Not very common, these seizures can be a symptom of a benign tumor called hypothalamic hamartoma. The child has sudden mirthless laughter for no apparent reason.
What parents can do
Please remember that not everything that looks like a seizure is a seizure. There are many conditions in childhood that mimic seizures, such as breath holding spells, shuddering spells, sleep myoclonus and migraine variants.
If your child is having a seizure, go to the emergency room if it’s a grand mal seizure or if they don't recover directly after the episode. Otherwise, your first step should be visiting your child's pediatrician or an urgent care doctor for an evaluation as soon as possible. Try to make as many observations about what happens during the suspected seizure as you can, and write them down. If you can also record the event on video, it will provide the doctor with important information about the incident; they can use it to help determine whether the episode was a seizure and if so, the type of seizure.
Seeing a neurologist
Your child’s pediatrician may be able to rule out seizures as a possibility—or they may recommend setting up an appointment with a neurologist for further evaluation.
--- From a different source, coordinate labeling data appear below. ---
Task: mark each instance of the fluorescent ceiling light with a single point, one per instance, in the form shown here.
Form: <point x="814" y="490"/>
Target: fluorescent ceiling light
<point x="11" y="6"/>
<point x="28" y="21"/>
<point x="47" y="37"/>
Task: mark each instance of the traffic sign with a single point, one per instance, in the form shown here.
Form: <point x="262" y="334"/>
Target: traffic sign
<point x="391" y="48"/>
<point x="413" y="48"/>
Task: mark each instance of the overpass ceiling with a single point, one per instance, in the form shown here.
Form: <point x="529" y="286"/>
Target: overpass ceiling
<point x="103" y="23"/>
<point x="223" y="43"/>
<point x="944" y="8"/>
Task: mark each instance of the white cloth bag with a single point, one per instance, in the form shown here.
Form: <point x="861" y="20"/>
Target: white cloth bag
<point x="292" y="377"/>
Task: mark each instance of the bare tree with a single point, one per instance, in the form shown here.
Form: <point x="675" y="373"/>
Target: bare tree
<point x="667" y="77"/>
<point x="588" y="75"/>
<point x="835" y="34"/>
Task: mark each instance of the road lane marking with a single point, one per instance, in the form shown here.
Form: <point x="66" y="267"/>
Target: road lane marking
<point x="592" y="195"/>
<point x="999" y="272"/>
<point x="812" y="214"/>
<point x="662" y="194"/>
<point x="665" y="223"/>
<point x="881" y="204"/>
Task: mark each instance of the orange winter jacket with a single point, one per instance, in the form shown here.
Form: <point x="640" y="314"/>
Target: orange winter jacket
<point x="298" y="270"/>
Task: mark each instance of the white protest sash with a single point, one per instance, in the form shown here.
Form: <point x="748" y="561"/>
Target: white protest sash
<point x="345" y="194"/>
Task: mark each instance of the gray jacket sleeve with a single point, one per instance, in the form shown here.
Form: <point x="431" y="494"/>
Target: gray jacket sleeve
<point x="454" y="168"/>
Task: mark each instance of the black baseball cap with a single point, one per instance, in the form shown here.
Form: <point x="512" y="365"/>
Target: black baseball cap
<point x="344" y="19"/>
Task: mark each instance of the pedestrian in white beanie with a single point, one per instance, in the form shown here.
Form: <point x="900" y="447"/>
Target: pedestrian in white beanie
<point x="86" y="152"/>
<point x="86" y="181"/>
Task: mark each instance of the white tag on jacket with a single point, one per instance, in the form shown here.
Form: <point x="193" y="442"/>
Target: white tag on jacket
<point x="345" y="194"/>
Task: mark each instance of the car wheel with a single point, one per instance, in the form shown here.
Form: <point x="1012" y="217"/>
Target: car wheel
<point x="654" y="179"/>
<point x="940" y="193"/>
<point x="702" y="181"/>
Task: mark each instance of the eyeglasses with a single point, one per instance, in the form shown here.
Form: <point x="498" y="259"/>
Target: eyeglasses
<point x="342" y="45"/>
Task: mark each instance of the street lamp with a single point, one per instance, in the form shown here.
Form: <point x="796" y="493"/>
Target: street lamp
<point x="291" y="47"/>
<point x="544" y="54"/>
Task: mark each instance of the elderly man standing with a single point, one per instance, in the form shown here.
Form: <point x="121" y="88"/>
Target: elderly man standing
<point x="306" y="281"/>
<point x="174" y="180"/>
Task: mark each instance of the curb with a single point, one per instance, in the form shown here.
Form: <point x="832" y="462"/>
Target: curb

Here are some useful tips and what you can expect at your initial consult with a Cohen Children’s neurologist:
- Bring video or any notes that you took of the seizure.
- Bring results of any testing you have from other docs if you went to one.
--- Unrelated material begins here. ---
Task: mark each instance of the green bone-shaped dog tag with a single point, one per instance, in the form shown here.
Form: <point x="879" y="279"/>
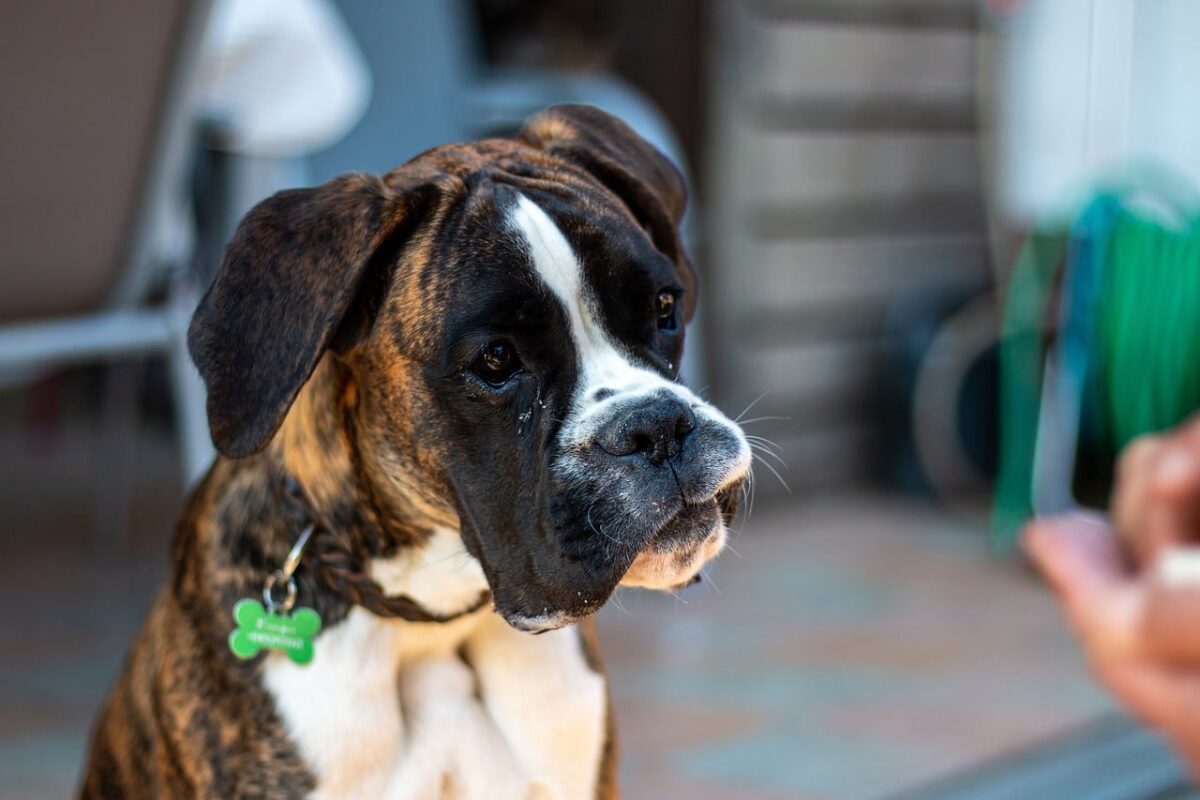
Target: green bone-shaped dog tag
<point x="259" y="629"/>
- An attending neurologist will do a very thorough one hour evaluation.
- Doctor will ask you to walk them through the event in great detail as if the doctor was a fly on the wall at that time. (Even seemingly insignificant details are important, such as a startling noise your child made that made you check on them to begin with.)
- Talk about child’s overall health, family history, medication history and any events such as car accident, head injury and medical procedures.
- Detailed physical examination will be done, including skin check (certain birthmarks and colored spots can be a clue), asymmetries on the face (such as positioning of the eyes and ears) any other system abnormalities (such as heart, stomach).
- Full neurological examination will be done. This will be observatory for young children. The observation actually begins as soon as the child steps into the exam room. We watch how they communicate non-verbally with parents, how they’re interacting with examiner, if they display age-appropriate social skills and other possible clues about their medical condition.
- Examination of the cranial lobes and motor system will be done, and we’ll look for any abnormalities on one side of the body or the other.
- Epilepsy is diagnosed when the child has experienced two unprovoked seizures. We may wait for the second occurrence to make an official diagnosis or we may recommend further tests (such as brain MRI) if we think the child is at a higher risk for epilepsy based on the evaluation.
If your child is diagnosed with epilepsy (a common chronic disorder marked by recurrent, unprovoked seizures), we’ll find a treatment plan that gets their seizures under control. For most children (about 70 percent), medication is enough to control their seizures, and many kids eventually outgrow their seizures. And for kids who don’t respond to medication, there are plenty of other innovative treatment options available, including robot-assisted surgery called ROSA.